Njal gathers all of his sons in the house, and Flosi’s band tries to master them with weapons. When the attackers wound a great many, Flosi takes fire and makes great blazes before the doors. He calls the women out, and Helgi Njalsson tries to escape with them but is killed. Bergthora stays indoors with Njal and Kari’s son Thord. The three lie down on the bed with an ox hide over them. Then the fires burn hot and timbers begin to fall. Kari runs along the crossbeams and beats his way out with a burning bench. He is hidden by the smoke as he runs away. Skarphedinn tries to follow but is pinned to the wall, and Grimm falls dead in the fire. After Flosi’s men are sure Skarphedinn is dead, they hear him sing a song. When men come to find them, Njal, Thord and Bergthora are not burned, but the ox hide is shriveled.
Flosi dreams that many men will die. Kari sets about getting his men together. They all go to the Thing.
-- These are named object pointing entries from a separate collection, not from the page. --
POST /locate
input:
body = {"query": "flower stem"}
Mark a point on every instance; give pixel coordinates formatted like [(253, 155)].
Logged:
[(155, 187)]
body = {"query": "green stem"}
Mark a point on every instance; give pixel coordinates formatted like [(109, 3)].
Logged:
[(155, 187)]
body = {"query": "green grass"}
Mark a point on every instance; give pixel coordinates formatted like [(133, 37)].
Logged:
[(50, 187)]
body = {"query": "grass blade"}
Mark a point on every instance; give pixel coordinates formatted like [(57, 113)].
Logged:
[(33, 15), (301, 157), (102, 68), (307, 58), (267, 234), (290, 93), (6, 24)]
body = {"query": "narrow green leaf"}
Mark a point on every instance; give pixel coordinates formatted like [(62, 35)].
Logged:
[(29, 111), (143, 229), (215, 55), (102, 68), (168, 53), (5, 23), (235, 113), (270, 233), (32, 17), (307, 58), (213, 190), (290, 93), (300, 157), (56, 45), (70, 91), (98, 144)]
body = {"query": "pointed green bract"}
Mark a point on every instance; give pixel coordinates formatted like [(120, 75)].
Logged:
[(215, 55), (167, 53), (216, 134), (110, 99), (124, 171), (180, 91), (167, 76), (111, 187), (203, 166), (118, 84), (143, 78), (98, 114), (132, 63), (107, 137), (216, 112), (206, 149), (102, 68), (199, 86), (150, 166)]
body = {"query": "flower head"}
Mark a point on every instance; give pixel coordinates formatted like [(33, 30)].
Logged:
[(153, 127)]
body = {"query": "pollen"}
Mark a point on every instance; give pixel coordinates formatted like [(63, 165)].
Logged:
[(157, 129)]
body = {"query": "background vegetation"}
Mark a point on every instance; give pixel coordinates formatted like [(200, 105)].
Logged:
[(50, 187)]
All who wish to avenge the burning shout their war cries. Many men are killed before an atonement is reached. Since Kari will not have that atonement cover the burning, there is another award for that. The payment covers all but Thord Karisson. Flosi and his men are to go abroad.
Thorgeir Craggeir, a kinsman, goes along with Kari. They come upon some of Flosi’s men and kill them. Then Flosi makes an atonement with Thorgeir, so that Kari will be left alone. Kari says he will take it ill if Thorgeir does not make his peace. He agrees that the burning is avenged but not his son’s death. Then Kari goes to the Orkneys and kills more men who set sail out of Iceland until he slays fifteen. His wife dies while he is sea roving.
Then Kari and Flosi make separate pilgrimages south for absolution. When they come home, Kari goes straight to Flosi’s house. Flosi springs up and kisses Kari. Then they are fully atoned, and Flosi gives to Kari his brother’s daughter Hildigunna. They live there a long time.